Ces groupes pourraient diriger les efforts au niveau local
pour mener à bien les programmes d’action nationaux.
- Tous les groupes d’âge devraient avoir accès à
des mesures d’aide et de réhabilitation. Les grandes villes
devraient prévoir des structures spécialisées qui
coordonneraient les efforts locaux et offriraient une information
détaillée sur la toxicomanie et les toxicomanes.
- Une offensive contre les marchés de la drogue : la
police devrait renforcer ses actions contre le trafic de
drogue et se donner pour objectif l’élimination totale du
trafic dans la rue, les restaurants, les clubs, etc. Dans ce
but, la police devrait bénéficier d’une formation et de
ressources spécifiques.
- Une offensive contre la drogue dans les nightclubs,
discothèques et établissements analogues, via une
coopération avec les propriétaires des établissements et
les organisateurs d’événements : des autocollants
pourraient être distribués et montrés dans différents
établissements pour signifier que les drogues n’y sont
pas autorisées et que ces établissements coopèrent,
notamment avec la police contre la consommation et le
trafic de drogues.
- Des prisons sans drogue: tout toxicomane
incarcéré devrait avoir accès à des quartiers sans drogue
avec des programmes de réhabilitation spécifiques.
- Les douanes devraient bénéficier d’un renfort.

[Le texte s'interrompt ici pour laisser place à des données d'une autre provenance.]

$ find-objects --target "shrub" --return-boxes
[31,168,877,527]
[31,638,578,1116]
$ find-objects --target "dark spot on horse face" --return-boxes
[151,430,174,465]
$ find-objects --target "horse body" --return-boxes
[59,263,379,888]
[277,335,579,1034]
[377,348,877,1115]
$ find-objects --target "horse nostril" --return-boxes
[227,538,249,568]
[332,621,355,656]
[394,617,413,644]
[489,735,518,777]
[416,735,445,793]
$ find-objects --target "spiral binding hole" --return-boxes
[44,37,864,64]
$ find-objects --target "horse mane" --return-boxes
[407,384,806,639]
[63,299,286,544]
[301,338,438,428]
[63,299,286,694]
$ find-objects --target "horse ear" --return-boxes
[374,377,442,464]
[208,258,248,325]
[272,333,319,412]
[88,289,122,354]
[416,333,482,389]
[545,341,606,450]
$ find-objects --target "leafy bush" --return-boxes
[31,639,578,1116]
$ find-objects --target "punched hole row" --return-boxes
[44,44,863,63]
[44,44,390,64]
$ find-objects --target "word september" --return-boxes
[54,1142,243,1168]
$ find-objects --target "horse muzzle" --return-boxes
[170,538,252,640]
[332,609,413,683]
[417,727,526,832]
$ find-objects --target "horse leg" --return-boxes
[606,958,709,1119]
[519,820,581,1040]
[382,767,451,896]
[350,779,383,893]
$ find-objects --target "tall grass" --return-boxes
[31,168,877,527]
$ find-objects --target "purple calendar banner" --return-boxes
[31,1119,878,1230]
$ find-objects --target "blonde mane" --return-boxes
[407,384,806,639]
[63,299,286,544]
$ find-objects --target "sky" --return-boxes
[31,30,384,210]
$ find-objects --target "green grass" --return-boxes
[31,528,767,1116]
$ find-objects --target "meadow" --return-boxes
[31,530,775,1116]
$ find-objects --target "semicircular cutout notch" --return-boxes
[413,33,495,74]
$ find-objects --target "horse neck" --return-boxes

Il
faudrait affecter aux douanes plus de ressources pour
améliorer l’efficacité des contrôles aux frontières.
- Une législation nouvelle: Il serait important de
dresser les grandes lignes permettant aux Etats européens
d’appliquer une législation qui vise à interdire la
consommation des drogues narcotiques et qui donne à
la police plus d’outils effectifs pour détecter et arrêter la
toxicomanie, principalement parmi les jeunes.